I have a very vivid memory of the first book I brought home from our little school library - Casper. I never wanted to give it back.
We would have book fairs at school and I would always look thru them wishing I could buy one. One year I won a contest and received a free book at the fair. I don't remember what I did in class to win, but I do remember the book. It was a little book called The Empty Grave
and wasn't nearly as scary as it sounded. I was about 8 or 9 years old then. The first novel I ever read was The Black Stallion by Walter Farley.
After that, I found a way to buy every Walter Farley book I could find. Then came Barbara Cartland romance novels. A friend gave me The Thornbirds to read around that time. Let's just say I couldn't go back to Barbara after that and moved on to Harlequin Romances. Another friend loaned me The Shining by Stephen King. After that I read every Stephen King novel I could get my hands on. I still do, but he scares me sometimes. Definitely not the kind of books to read when you are alone in the house late at night. And, of course, I love reading Nora Roberts!
Years ago, my dear friend Sally, was reading Lightening by Dean Koontz. She was so excited every day telling me parts of the book, but not enough to give away the part. When she finally gave it to me, she would ask every day where I was in the book and we'd talk about it. Lightening is such a wonderful book and still one of my favorites. If you've never read a Koontz novel, I recommend Lightening or Life Expectancy to start.
During a difficult time in my life, I wrote to Mr. Koontz. I wanted to tell him about Sally and how much joy his books had brought to us both over the years. I don't remember everything I put in that letter. I do remember telling him that I didn't know what had happened in his life to be able to write such wonderful novels or such strong women characters, but I was glad for the impact it had on my life. An amazing thing happened. Not only did Mr. Koontz personally write back, he sent me one of Trixie's (his beloved dog, inspiration and author in her own right) books. As if I wasn't a big enough fan before! So, you see, I could never keep him in my basement.

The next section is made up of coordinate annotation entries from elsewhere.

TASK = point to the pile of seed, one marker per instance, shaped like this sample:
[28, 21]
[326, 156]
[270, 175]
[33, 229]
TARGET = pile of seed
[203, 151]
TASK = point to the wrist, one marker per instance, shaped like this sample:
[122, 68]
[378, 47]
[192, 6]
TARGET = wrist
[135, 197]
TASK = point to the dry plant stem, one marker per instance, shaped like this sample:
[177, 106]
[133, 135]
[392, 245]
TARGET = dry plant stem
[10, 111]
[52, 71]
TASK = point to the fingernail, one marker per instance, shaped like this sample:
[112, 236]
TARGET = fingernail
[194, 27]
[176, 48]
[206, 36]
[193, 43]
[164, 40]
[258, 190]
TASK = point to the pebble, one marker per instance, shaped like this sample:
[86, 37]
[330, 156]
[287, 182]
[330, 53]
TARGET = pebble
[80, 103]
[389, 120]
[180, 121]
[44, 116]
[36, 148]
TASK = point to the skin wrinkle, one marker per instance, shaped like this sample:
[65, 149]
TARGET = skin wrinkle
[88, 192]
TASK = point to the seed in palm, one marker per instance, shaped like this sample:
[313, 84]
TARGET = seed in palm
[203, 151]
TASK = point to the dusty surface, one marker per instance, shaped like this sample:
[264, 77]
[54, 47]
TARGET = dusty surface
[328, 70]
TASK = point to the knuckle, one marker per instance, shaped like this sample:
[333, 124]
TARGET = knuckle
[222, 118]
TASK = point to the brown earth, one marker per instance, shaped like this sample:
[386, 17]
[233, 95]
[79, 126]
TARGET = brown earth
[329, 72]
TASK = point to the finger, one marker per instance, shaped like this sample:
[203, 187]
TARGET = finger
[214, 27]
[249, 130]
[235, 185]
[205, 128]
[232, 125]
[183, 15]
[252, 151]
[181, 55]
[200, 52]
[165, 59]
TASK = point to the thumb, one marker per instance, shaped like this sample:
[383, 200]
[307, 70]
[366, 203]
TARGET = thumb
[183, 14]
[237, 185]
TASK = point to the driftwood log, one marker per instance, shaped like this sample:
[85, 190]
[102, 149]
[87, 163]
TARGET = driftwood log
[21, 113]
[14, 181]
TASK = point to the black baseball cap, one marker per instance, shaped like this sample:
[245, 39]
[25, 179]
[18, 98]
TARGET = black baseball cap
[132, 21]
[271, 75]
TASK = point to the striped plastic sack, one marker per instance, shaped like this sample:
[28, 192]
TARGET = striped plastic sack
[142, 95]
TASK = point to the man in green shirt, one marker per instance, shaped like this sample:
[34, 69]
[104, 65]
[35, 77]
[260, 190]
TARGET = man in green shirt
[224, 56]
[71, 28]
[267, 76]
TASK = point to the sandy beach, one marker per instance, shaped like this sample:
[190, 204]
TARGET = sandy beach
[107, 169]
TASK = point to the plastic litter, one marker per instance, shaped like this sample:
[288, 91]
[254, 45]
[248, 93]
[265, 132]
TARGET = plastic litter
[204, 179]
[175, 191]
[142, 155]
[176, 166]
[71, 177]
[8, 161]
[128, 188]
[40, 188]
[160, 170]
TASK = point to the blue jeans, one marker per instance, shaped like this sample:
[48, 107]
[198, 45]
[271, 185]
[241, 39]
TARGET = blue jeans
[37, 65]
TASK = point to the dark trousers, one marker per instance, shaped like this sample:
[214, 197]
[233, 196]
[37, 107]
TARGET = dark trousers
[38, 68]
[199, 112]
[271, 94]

I bought his latest novel, Relentless, the day it was released. I told myself to read it slowly, maybe a chapter a night. I didn't even make it a week before I had to finish it. If you love reading books, you know what I mean. So, as you're looking for something new to read this summer, consider one of his books. Most often, you are assured of a happy ending. It may not be the ending you want, expect or need, but it will be happy. Isn't it that way in life too?